Par un Américain, Harry Milton. Il était volontaire dans l'armée loyaliste espagnole. Il a été blessé et, après sa guérison, arrêté. C'est arrivé à beaucoup de volontaires et la raison a toujours été leur opposition au G.P.U. A la suite de l'intervention du consul américain, il a été libéré et a quitté l'Espagne. Le représentant américain était en position d'exiger sa libération. Milton m'a alors écrit que, connaissant les circonstances et le travail du G.P.U., il considérait comme pratiquement certain que Wolf avait été tué.
Comme je l'ai dit, conclut M. Trotsky, je n'ai pas encore de preuve décisive, mais le fait même que l'information sur sa mort donnée dans la presse n'ait pas été démentie en Espagne est en lui-même une confirmation. Ce n'est que pour provoquer un éventuel démenti que j'ai fait publier cette information.
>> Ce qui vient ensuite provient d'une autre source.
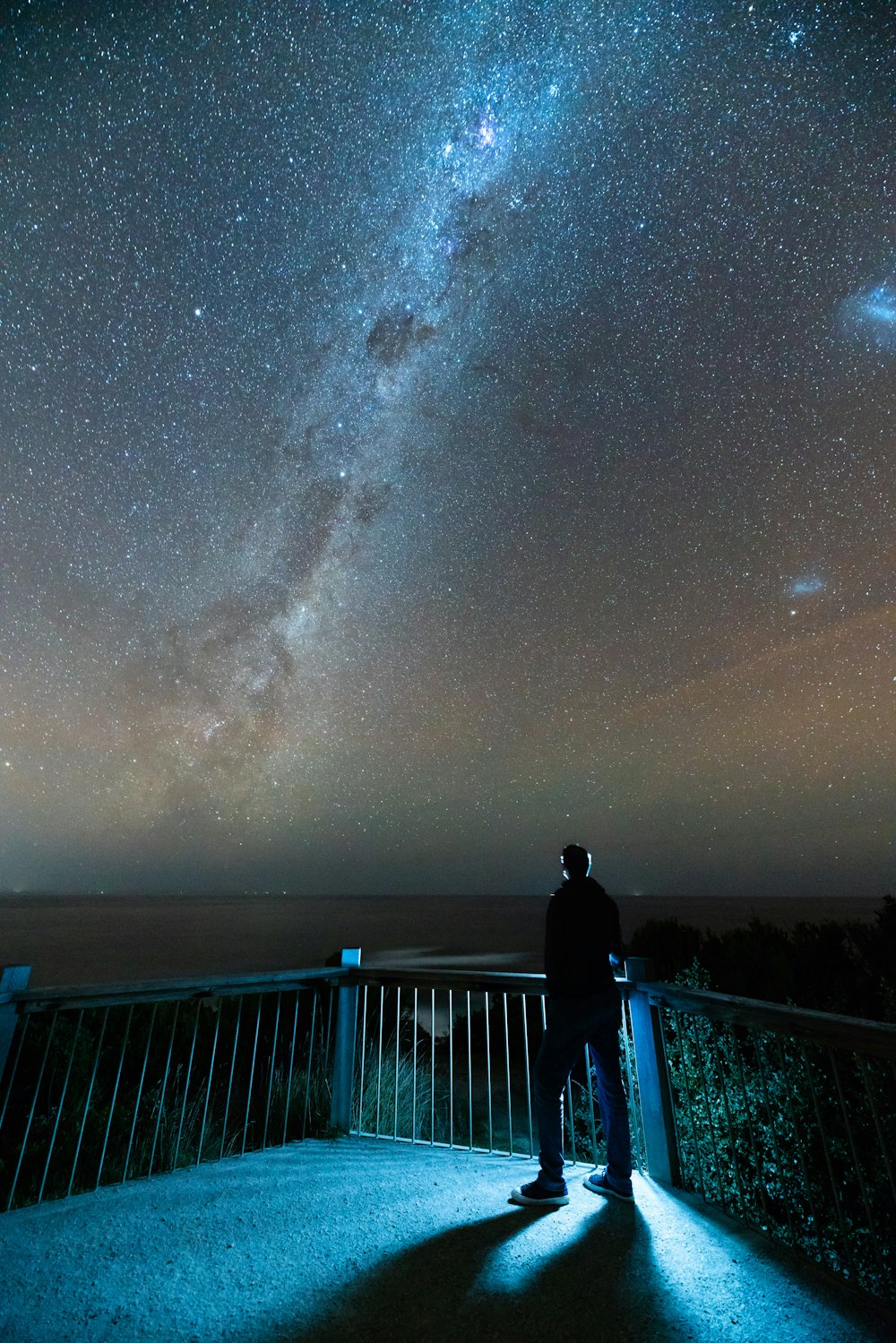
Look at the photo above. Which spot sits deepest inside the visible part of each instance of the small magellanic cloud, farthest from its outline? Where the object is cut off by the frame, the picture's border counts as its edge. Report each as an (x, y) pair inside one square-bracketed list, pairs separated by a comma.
[(871, 316), (806, 586)]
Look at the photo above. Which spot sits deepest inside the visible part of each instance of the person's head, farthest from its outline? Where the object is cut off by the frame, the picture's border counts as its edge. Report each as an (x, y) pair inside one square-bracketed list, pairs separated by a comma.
[(576, 861)]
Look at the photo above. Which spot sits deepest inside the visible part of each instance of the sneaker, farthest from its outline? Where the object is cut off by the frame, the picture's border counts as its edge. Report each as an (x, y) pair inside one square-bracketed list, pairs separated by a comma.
[(536, 1195), (598, 1184)]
M. Trotsky retourne à son travail. Sa table est placée au centre de la grande pièce. Un réflecteur jette sur la scène une lumière dramatique. Au fond, dans l'obscurité, on discerne livres et documents. Les fenêtres sont barricadées. On dirait un quartier-général de campagne.


Notes

[1] Vladimir A. Antonov-Ovseenko (1883-1938), jeune officier, s'était mutiné à la tête de ses troupes lors de la révolution de 1905. Pendant l'insurrection d'Octobre 1917, il avait commandé les gardes rouges. Membre de l'Opposition de gauche, il avait été l'un des premiers à capituler en 1928. Il était devenu consul général à Barcelone.

[2] Johann Nygårdsvold (1879-1952), premier ministre norvégien, était membre de la direction du DNA.

[3] Martin Tranmael (1879-1967) au passé militant de syndicaliste avait conduit son parti, le DNA, à Moscou où il avait rejoint l'I.C. jusqu'en 1923. Il collaborait à Arbeiderbladet mais gardait un rôle important dans le parti.

[4] Le diplomate I. S. Iakoubovitch, ministre d'U.R.S.S. en Norvège, allait disparaître rapidement après avoir été rappelé.

[5] Jakob Friis (1883-1956) avait quitté le P.C. pour le DNA. Trotsky estimait qu'il continuait à travailler pour Staline.